Cruciale sarà il faccia a faccia, all’ora di pranzo, il 29 gennaio, con la cancelliera tedesca. Ma chi conosce Renzi esclude che il presidente del Consiglio scenderà a più miti consigli abbassando i toni. Altro che favorire i populisti, è la linea, l’Italia, chiedendo una correzione di rotta, vuole proprio impedire ai vari Le Pen, in crescita in molti paesi, di indicare nell’Ue la causa di tutti i mali, dalla disoccupazione all’immigrazione.
“Non accettiamo lezioni da nessuno”, è il mantra del leader dem, che per dimostrare come l’Italia finalmente sia diventata credibile sulle riforme, mercoledì sera metterà sul piatto del Consiglio dei ministri i primi 10 decreti della riforma della Pubblica Amministrazione con alcune novità già annunciate, come le misure per i “fannulloni”, e altre tenute ancora segrete.
In parallelo, però, Renzi ha deciso di cambiare il volto della rappresentanza italiana a Bruxelles. Dopo aver provato inutilmente a convincere l‘ambasciatore a Mosca Cesare Ragagliani, il premier ha sparigliato le carte scegliendo Calenda, un manager con un passato in varie aziende, a cominciare dalla Ferrari, lontanissimo da atteggiamenti e riti dei diplomatici.

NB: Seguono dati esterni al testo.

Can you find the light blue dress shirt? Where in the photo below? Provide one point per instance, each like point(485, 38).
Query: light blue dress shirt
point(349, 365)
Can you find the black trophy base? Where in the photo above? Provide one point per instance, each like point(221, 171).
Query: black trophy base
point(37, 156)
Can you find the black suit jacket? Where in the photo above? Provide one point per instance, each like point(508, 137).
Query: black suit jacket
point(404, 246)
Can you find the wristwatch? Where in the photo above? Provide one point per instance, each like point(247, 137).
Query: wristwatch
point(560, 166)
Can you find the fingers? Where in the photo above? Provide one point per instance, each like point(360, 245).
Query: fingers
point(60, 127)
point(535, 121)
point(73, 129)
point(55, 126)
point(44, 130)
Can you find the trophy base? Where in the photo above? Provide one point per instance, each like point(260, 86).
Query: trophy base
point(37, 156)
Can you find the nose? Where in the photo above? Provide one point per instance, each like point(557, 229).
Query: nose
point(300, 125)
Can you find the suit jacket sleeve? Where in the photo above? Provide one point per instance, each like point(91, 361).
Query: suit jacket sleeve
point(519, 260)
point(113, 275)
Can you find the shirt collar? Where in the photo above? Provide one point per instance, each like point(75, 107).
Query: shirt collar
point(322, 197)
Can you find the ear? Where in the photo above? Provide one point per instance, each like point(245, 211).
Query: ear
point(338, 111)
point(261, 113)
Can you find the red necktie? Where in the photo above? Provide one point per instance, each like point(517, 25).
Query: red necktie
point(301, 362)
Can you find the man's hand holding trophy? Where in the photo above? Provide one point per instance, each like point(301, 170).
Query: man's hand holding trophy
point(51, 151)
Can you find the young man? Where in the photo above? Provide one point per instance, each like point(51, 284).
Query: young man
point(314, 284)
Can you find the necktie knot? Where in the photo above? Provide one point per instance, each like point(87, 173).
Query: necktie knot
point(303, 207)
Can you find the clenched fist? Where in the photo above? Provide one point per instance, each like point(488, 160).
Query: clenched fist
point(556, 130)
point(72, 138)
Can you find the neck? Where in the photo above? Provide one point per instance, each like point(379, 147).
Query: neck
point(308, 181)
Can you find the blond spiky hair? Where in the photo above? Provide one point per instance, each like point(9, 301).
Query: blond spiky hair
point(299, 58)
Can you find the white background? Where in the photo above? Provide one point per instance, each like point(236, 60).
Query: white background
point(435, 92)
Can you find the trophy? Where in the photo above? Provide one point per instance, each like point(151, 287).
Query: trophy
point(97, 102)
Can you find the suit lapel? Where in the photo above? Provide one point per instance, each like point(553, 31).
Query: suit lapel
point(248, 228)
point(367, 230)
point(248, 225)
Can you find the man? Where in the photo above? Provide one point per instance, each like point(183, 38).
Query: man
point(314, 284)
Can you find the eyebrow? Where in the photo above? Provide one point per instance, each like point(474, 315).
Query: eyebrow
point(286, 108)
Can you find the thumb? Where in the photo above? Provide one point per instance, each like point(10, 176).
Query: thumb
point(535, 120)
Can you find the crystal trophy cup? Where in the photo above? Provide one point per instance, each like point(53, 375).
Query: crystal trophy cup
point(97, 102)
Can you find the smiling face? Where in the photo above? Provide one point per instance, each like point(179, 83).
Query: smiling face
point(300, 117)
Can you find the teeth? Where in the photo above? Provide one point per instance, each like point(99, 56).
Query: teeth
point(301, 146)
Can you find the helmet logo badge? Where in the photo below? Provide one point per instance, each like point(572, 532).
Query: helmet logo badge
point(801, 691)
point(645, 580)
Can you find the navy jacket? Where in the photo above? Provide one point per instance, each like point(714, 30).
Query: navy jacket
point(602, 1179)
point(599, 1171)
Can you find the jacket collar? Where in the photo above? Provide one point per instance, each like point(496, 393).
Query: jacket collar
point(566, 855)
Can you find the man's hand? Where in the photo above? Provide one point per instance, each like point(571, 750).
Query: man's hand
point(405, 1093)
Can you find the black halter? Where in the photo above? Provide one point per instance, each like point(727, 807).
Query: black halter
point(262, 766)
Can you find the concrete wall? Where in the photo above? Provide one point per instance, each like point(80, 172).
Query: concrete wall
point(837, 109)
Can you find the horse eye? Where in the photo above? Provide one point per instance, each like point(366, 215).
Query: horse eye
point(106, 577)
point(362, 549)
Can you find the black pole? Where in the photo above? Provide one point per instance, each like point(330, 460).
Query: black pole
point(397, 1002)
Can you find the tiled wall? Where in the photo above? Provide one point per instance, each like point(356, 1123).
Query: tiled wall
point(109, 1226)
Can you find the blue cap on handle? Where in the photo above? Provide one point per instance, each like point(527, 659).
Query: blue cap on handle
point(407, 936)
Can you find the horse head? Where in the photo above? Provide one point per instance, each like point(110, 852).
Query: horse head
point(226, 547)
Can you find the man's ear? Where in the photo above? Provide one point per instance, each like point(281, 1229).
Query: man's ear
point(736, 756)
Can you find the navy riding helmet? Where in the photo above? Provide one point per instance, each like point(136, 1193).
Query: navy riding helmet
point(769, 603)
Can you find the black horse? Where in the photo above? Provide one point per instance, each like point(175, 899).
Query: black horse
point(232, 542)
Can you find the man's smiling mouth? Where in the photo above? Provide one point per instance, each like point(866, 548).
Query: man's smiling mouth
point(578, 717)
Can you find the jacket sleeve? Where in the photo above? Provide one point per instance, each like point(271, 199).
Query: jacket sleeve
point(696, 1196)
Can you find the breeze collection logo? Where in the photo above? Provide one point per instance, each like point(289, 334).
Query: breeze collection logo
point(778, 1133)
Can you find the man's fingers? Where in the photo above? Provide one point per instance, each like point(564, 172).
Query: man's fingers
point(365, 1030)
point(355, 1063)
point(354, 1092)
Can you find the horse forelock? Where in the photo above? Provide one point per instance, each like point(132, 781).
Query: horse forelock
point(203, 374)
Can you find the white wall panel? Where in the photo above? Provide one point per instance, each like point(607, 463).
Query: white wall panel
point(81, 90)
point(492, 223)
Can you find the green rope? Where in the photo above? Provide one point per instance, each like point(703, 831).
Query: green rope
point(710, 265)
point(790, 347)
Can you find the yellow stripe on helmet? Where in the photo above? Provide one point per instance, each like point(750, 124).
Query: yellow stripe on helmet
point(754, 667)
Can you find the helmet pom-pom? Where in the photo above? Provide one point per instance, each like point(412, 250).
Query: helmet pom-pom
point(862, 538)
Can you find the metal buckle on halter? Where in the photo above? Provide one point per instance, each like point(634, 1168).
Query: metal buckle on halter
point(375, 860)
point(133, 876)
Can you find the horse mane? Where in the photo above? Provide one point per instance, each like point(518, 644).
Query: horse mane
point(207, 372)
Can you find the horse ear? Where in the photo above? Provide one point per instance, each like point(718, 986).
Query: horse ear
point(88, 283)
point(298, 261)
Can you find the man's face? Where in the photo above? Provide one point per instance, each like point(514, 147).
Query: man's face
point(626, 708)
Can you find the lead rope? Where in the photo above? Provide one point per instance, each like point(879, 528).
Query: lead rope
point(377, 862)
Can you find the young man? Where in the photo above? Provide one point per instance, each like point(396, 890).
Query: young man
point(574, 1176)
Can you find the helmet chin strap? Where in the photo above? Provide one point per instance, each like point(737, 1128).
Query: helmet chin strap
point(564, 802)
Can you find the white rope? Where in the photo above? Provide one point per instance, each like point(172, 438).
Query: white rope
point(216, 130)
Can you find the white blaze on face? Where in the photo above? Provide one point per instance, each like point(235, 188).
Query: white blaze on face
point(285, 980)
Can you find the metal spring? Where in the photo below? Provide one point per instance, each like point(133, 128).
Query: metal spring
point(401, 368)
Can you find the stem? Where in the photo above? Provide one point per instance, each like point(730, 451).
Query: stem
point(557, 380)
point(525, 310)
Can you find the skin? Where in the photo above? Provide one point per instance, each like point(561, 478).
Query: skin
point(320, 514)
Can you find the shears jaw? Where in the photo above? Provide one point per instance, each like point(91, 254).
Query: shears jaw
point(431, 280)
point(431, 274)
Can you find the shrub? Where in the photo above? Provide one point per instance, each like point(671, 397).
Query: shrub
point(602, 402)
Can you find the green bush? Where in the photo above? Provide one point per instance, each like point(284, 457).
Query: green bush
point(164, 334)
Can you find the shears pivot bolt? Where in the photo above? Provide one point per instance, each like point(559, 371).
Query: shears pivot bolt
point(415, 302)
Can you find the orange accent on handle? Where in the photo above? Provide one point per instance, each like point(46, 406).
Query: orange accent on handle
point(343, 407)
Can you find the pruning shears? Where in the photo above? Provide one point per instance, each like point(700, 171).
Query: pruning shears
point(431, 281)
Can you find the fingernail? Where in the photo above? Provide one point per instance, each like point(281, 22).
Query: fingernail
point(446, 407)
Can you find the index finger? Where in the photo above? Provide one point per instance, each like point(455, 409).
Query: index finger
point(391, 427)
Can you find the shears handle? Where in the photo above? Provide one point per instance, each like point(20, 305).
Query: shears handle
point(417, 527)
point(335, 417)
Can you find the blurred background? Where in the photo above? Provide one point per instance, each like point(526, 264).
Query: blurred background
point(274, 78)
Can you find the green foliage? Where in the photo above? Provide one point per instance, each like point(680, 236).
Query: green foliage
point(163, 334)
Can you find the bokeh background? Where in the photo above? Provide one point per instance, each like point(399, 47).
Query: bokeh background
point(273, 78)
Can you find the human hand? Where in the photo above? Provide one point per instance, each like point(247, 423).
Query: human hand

Nominato da Enrico Letta, Calenda è riuscito a restare al suo posto con l’arrivo di Renzi e a stringere un rapporto di grande stima con il presidente del Consiglio. Negli ultimi due anni, il viceministro ha girato il mondo, spesso anticipando le missioni del premier, per allargare l’export italiano. Un inedito per Bruxelles dove, per tradizione, sono sempre mandati alla rappresentanza diplomatici con capacità di mediazione. Ma anche da qui passa per il leader dem la determinazione a cambiare l’Europa.
(Nel video, l’affondo del presidente del Ppe, Manfred Weber, al presidente del Consiglio Matteo Renzi)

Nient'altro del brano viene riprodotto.